It’s a remedy he hopes will never be needed, but George Mason University’s Ramin Hakami knows the importance of being prepared.
Hakami, an associate professor of molecular and microbiology and infectious diseases within George Mason’s School of Systems Biology, has received a two-year National Institutes of Health grant totaling $600,000 from the Department of Health and Human Services to better combat anthrax infection. Hakami’s research could potentially quickly eliminate the adverse effects of its potentially fatal toxins while also tagging the anthrax bacteria itself for destruction. The work is part of a collaborative effort with Rajan Adhikari of Maryland-based Integrated BioTherapeutics Inc. and Daniel Nelson at the University of Maryland.
“The best-case scenario is that when we have patients with anthrax, we can treat them to remove the infection and get those patients back to good health,” Hakami said.
Anthrax is an infectious disease caused by rod-shaped bacteria called Bacillus anthracis. It is a re-emerging disease, and anthrax spores can be found naturally in soil and regularly affect domestic and wild animals around the world. People typically become infected by coming into contact with contaminated animal products, but some anthrax infections also occur by breathing in its spores or by eating or drinking contaminated food or drink. Anthrax makes for an attractive bioterrorism agent because of its ability to form spores that are difficult to kill and that can survive in the environment for decades. Such was the case during the infamous Amerithrax attacks of 2001 that immediately followed the Sept. 11 terrorist attacks.
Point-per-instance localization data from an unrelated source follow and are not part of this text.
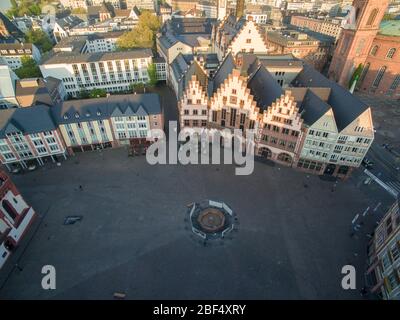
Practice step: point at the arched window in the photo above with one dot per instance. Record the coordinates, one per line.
(9, 209)
(374, 50)
(372, 17)
(379, 77)
(391, 53)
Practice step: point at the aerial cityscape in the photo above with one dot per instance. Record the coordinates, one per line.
(200, 150)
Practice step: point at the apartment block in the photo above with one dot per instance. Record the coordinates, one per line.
(311, 47)
(238, 35)
(303, 122)
(112, 71)
(7, 87)
(15, 217)
(329, 27)
(383, 274)
(99, 123)
(29, 136)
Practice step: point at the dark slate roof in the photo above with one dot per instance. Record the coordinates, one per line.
(264, 88)
(191, 25)
(69, 21)
(105, 35)
(222, 73)
(180, 64)
(346, 107)
(193, 70)
(312, 108)
(41, 91)
(192, 40)
(26, 120)
(11, 28)
(101, 108)
(231, 26)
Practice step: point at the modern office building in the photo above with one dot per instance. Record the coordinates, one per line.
(29, 136)
(13, 52)
(309, 46)
(238, 35)
(328, 26)
(112, 71)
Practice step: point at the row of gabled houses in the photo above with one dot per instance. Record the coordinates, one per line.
(34, 135)
(15, 217)
(301, 118)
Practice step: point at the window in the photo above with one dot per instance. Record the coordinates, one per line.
(385, 262)
(233, 117)
(372, 17)
(374, 50)
(395, 253)
(391, 53)
(379, 77)
(365, 70)
(214, 116)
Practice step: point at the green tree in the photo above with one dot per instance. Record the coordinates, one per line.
(152, 74)
(97, 93)
(29, 69)
(40, 39)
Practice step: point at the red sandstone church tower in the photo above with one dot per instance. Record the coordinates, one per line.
(356, 39)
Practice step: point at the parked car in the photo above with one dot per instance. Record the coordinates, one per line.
(368, 164)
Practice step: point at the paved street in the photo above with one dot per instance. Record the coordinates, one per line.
(386, 117)
(292, 241)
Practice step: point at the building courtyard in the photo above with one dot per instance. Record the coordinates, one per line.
(291, 239)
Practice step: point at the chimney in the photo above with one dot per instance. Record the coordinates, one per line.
(239, 9)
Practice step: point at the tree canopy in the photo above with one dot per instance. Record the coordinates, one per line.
(40, 39)
(28, 7)
(143, 34)
(29, 69)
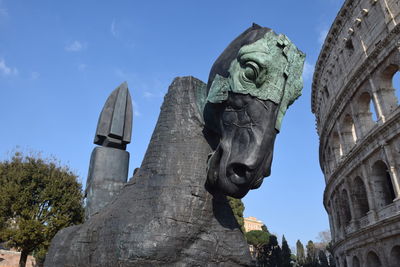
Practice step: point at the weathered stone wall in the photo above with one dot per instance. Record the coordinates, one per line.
(358, 121)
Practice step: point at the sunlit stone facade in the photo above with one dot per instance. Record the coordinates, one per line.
(252, 223)
(358, 122)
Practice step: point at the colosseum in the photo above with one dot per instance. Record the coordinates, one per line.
(358, 122)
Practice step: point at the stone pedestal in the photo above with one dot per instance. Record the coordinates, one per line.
(108, 173)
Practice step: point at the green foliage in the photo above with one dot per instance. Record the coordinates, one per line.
(238, 209)
(257, 238)
(270, 255)
(301, 257)
(311, 259)
(37, 199)
(286, 253)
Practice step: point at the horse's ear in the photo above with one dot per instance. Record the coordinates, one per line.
(294, 82)
(258, 183)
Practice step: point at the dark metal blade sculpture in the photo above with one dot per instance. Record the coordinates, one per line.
(109, 162)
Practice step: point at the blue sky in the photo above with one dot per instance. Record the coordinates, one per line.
(59, 61)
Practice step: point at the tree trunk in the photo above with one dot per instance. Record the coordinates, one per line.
(23, 258)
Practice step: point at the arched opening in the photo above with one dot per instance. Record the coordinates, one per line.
(345, 207)
(344, 262)
(373, 112)
(387, 88)
(329, 160)
(337, 146)
(382, 184)
(360, 198)
(348, 132)
(395, 256)
(373, 260)
(356, 262)
(365, 106)
(326, 93)
(338, 217)
(396, 85)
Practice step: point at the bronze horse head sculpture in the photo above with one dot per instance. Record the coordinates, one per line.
(211, 140)
(250, 86)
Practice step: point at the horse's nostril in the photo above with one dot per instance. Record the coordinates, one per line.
(239, 169)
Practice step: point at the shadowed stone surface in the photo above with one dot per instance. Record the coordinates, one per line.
(164, 216)
(108, 172)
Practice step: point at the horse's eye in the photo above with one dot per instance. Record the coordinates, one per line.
(251, 71)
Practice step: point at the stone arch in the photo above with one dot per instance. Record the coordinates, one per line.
(326, 93)
(373, 260)
(395, 256)
(396, 85)
(338, 218)
(329, 160)
(387, 91)
(344, 262)
(356, 262)
(337, 146)
(360, 198)
(365, 112)
(382, 184)
(345, 207)
(348, 132)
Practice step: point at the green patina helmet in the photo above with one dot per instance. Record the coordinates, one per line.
(270, 68)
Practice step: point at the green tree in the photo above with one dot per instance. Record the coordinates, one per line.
(311, 259)
(238, 209)
(286, 253)
(322, 259)
(270, 255)
(38, 197)
(257, 238)
(301, 258)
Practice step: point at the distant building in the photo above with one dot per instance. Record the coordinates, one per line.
(251, 224)
(10, 258)
(358, 123)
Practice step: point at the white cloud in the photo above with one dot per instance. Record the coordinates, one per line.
(308, 71)
(6, 70)
(35, 75)
(75, 46)
(82, 67)
(322, 35)
(148, 94)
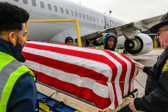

Left untreated, anthrax can cause severe illness or even death. Antibiotics are ineffective against the harmful anthrax toxins and spores. In addition, current therapeutics are not highly effective in post-infection treatments, Hakami said.
That’s what he hopes to change with the help of Mason biosciences PhD candidate Farhang Alem and the outside collaborators on this project.
The project is still in its early stages, but the researchers' goal is to develop a better, more effective therapy for people who have been exposed to anthrax. They hope to achieve this by using what they call Infection Site Targeted Antitoxin Antibodies, which bind to the cell wall of the anthrax bacteria and deliver neutralizing anti-toxin antibodies directly to the source to prevent the toxin’s spread to other parts of the body.
“In the event of an infection, these engineered antibodies become attached to the bacteria via their highly specific binding domains,” Hakami said. “When the bacteria releases toxins, you have the antibody against that toxin right there to neutralize it quickly before the toxin spreads.”
The antibodies also tag the bacteria for destruction by the body’s immune cells, he said.
“The method that we’re pursuing has the potential to be effective post-infection and also should not be influenced by antibiotic resistance issues,” Alem said.
The therapy’s effectiveness could depend on a number of factors, including the degree of infection, strength of immune system and time passed before initial treatment, Hakami said.
The researchers are already using this approach to treat other toxin-related ailments.